As part of the ongoing collaboration between the University of Maryland Libraries and MITH, the Libraries have allocated a portion of collections funds to expand the number of books related to the digital humanities available to our community. Kelsey Corlett-Rivera, Librarian for the School of Languages, Literatures, and Culture, has served as liaison to MITH and has worked with our staff to develop and build these collections, which have grown by almost 50 titles over the last two years.
Most of these books (as well as others related to digital humanities) can be seen through the WorldCat portal at the link for the list Digital Humanities at the UMD Libraries. Here are some highlights that you’ll find in the collection:
The emergence of the digital humanities by Steven E. Jones
(New York : Routledge, 2014)
“The Emergence of the Digital Humanities provocatively maps the larger trajectory of digital humanities research and more recent kinds of new digital humanities work. Jones maps the ‘eversion’ that characterizes our everyday lives, exploring the metaphorical and material implications of the networks that surround us. His book brings new insights about the networks that make up our culture, our commerce, and our creativity.” -Danny Anderson, Dean, College of Liberal Arts and Sciences, University of Kansas.
Paper knowledge : toward a media history of documents by Lisa Gitelman
(Durham : Duke University Press, 2014)
A book about the mundane: the library card, the promissory note, the movie ticket, the PDF (Portable Document Format).
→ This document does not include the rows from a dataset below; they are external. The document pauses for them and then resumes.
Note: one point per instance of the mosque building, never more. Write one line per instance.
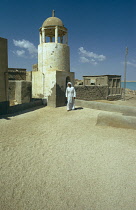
(50, 78)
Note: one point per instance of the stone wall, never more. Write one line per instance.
(90, 93)
(3, 76)
(20, 91)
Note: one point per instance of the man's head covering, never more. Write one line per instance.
(69, 83)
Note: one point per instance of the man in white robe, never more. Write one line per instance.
(70, 95)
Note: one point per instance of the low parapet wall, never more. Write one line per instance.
(22, 107)
(126, 110)
(90, 93)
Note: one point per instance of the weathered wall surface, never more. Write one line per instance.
(3, 76)
(90, 93)
(20, 91)
(53, 56)
(3, 69)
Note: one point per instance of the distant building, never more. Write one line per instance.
(3, 76)
(16, 74)
(112, 81)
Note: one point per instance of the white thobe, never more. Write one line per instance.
(70, 94)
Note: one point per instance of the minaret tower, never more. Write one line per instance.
(49, 82)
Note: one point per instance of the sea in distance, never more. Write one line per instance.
(129, 85)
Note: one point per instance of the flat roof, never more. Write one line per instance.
(102, 75)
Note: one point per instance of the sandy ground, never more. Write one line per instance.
(57, 160)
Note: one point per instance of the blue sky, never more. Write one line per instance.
(99, 31)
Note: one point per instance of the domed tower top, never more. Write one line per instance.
(53, 27)
(52, 21)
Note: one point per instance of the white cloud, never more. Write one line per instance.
(20, 53)
(84, 60)
(32, 50)
(90, 57)
(130, 63)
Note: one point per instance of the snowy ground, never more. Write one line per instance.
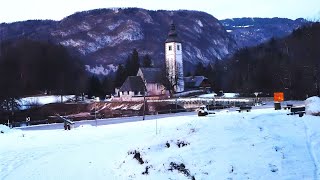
(261, 144)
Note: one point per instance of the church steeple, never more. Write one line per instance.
(174, 63)
(173, 35)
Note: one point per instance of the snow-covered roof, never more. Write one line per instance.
(151, 75)
(133, 83)
(194, 81)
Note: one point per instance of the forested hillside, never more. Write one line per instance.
(291, 64)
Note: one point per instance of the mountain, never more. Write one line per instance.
(290, 65)
(105, 37)
(254, 31)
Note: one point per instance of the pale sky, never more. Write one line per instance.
(20, 10)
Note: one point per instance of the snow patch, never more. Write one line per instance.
(199, 23)
(102, 70)
(41, 100)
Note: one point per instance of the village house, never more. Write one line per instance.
(197, 83)
(152, 80)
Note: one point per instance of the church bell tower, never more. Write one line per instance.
(174, 64)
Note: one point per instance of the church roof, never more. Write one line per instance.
(194, 81)
(133, 83)
(151, 75)
(173, 35)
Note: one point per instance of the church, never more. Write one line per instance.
(149, 81)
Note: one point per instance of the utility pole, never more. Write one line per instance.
(144, 104)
Whether examining late-nineteenth-century commercial, or “job” printing, or the Xerox machine and the role of reproduction in our understanding of the document, it reveals a keen eye for vernacular uses of technology.
Oral literature in the digital age : archiving orality and connecting with communities edited by Mark Turin, Claire Wheeler and Eleanor Wilkinson
(Cambridge, England : Open Book Publishers, 2013)
Thanks to ever-greater digital connectivity, interest in oral traditions has grown beyond that of researcher and research subject to include a widening pool of global users. When new publics consume, manipulate and connect with field recordings and digital cultural archives, their involvement raises important practical and ethical questions. This volume explores the political repercussions of studying marginalised languages; the role of online tools in ensuring responsible access to sensitive cultural materials; and ways of ensuring that when digital documents are created, they are not fossilized as a consequence of being archived. Fieldwork reports by linguists and anthropologists in three continents provide concrete examples of overcoming barriers-ethical, practical and conceptual-in digital documentation projects. Oral Literature in the Digital Age is an essential guide and handbook for ethnographers, field linguists, community activists, curators, archivists, librarians, and all who connect with indigenous communities in order to document and preserve oral traditions.
Debates in the digital humanities edited by Matthew K. Gold
(Minneapolis : University of Minnesota Press, c2012)
Clearly the digital humanities has reached a significant moment in its brief history. But what sort of moment is it? Debates in the Digital Humanities brings together leading figures in the field to explore its theories, methods, and practices and to clarify its multiple possibilities and tensions. From defining what a digital humanist is and determining whether the field has (or needs) theoretical grounding, to discussions of coding as scholarship and trends in data-driven research, this cutting-edge volume delineates the current state of the digital humanities and envisions potential futures and challenges. At the same time, several essays aim pointed critiques at the field for its lack of attention to race, gender, class, and sexuality; the inadequate level of diversity among its practitioners; its absence of political commitment; and its preference for research over teaching.
Digital libraries and the challenges of digital humanities by Jeffrey A Rydberg-Cox
(Oxford : Chandos, 2006)
One of the major challenges facing librarians and curators of digital repositories are the innovative ‘born digital’ documents created by scholars in the humanities. These documents range from the parsed corpora created by linguists to traditional reference information presented in electronic databases, to rich, multi-media hypertexts combining audio, still and moving video and text, and many other sorts of material. Too often, librarians think of electronic resources solely as providing access to subscription databases. This book encourages librarians to think holistically of the life cycle of electronic resources from new items being created at their institution, to end-user access, to long term preservation of digital resources.
Thanks to Kelsey Corlett-Rivera and the University Libraries for enhancing access to research resources for digital humanities at Maryland.